How to Fix a Clogged Toilet That Won’t Plunge
Imagine you’re in someone’s washroom or even yours, just done doing your business only to flush the toilet, and everything comes up instead of the opposite. Wouldn’t you be weakened in panic? What action would you take? Everyone fears having a clogged toilet around the house. However, various techniques have been generated to fix a clogged toilet that refuses to plunge. Even the most unimaginable clogs of the world can be effortlessly fixed with these techniques.
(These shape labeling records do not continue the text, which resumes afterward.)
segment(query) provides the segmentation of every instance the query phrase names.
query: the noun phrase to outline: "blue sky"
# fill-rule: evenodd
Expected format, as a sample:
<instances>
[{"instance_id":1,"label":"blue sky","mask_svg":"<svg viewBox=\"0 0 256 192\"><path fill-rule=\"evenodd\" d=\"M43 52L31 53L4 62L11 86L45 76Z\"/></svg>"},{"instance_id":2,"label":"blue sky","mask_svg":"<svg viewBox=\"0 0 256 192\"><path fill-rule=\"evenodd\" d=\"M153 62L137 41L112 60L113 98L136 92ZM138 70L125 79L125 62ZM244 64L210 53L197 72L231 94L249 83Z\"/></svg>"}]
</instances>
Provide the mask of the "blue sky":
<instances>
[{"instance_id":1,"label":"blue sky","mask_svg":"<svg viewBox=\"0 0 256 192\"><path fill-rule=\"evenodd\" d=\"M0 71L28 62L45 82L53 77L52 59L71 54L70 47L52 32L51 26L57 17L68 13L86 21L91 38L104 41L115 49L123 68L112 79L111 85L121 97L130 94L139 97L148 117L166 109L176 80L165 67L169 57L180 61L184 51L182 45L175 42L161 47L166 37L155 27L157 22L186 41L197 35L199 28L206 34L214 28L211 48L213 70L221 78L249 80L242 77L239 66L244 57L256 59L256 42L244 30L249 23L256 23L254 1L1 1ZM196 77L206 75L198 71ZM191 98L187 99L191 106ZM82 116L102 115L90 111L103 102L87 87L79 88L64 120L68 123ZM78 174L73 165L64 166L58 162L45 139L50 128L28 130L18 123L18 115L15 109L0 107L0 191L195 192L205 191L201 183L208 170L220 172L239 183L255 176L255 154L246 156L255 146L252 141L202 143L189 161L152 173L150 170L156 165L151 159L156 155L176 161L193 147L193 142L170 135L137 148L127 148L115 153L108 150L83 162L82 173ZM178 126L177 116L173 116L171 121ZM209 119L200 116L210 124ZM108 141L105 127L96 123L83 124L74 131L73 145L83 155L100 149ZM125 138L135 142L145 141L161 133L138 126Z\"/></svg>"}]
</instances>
We hardly think about how distressing clogged toilets can be until it happens to us. However, taking preventive measures would be more advisable than waiting for an absolute disaster. Some clogs may be beyond your strength, and that’s where your local plumber comes in. To avoid further malfunctions of the toilet and its accessories, call that plumber for more professional services.
With the below unclogging tips, worry less about having deposits settling above your toilet bowl. Let’s figure out how to fix a clogged toilet that won’t plunge.
1. Stop the Toilet Bowl From Refilling
The first course of action in handling a clogged toilet that won’t plunge prevents it from filling up any further. If the bowl continues to fill up, water and some waste deposits might overflow onto the toilet floor, making it even messier. To stop water from filling in the tank, open the lid and close the toilet flapper. Keep one hand near the flapper while the other pushes the flusher. At least you will have handled one step towards unclogging.
2. Replace Your Plunger
Maybe your plunger is not strong enough to handle the mess in there. Depending on the clogging intensity, you can consider replacing it with more robust and longer ones. A quality plunger should be able to exert enough pressure followed by positive responses.
3. Use Dishwasher Detergent With Hot Water
Another tip for fixing a clogged toilet is using dishwasher detergent with water. Firstly, pour some cups of hot water into the bowl before you begin plunging, then let it rest for a while. The heat assists in breaking the deposits up, making the unclogging process much easier. With this trick, you sometimes won’t need the plunger as the heat naturally weakens the clogging deposits.
4. Use Vinegar With Baking Soda
Finally, you’re about to put the knowledge you acquired from your elementary science fair project into practice. Pour a cup of baking soda into the clogged toilet bowl, then slowly add some vinegar. The chemical reaction with fizzing helps to weaken the clog.
5. Use of Auger
You can use a toilet auger for the more difficult clogs that your plunger couldn’t manage. An auger is a snake-like (since it moves like a snake when inserted) device that you can insert through the toilet’s hole to help weaken the clog and make way through. Augers are commonly found in hardware, malls, and plumbing retails.
To use this device, you insert it in the hole and continuously turn the crank on the head you are holding until it turns no further. This means you’ve reached the man clog; the auger will either weaken the clog or hook on to it. When you feel like you’ve hooked onto something, gently pull it out and discard it.
Plunge the toilet severally to clear any leftover clogs, flush it, and then boom! A clean toilet! You might need to wear protective gloves during this process as you might require to clean off some deposits from the auger head.
6. Use of a Vacuum Valve
Rent or buy a dry/wet vacuum (not the regular vacuum) from your local retail or hardware. Use it to clear water from the toilet bowl, then wrap the hose in an old cloth to make a seal. Stick the vacuum a few centimetres down the drain and turn it on to suck out the clog. Most importantly, don’t forget to carry your rubber gloves to the site.
7. Use the Regular Brush
It might be a bit irritating, but if you’re in a big mess and don’t have a plunger, grab that toilet brush and direct the bristles down the drain. Brushing up and down several times should be enough to weaken the clog and make it clear faster.
8. Use a Wire Coat Hanger
Well, as it’s said, desperate times call for desperate measures. Who could ever imagine a standard coat hanger could turn into a ‘plunger’? With a pair of rubber gloves, unravel the coat hanger, wrap one of its ends with a rag then duct tape it strongly to prevent it from scratching your toilet.
Use the tool to gently push the blockages down the pipe until it’s flushable. Continuously twist and push the wire in a circular movement. If you can’t feel it hitting the clog, it might be time to call in the experts.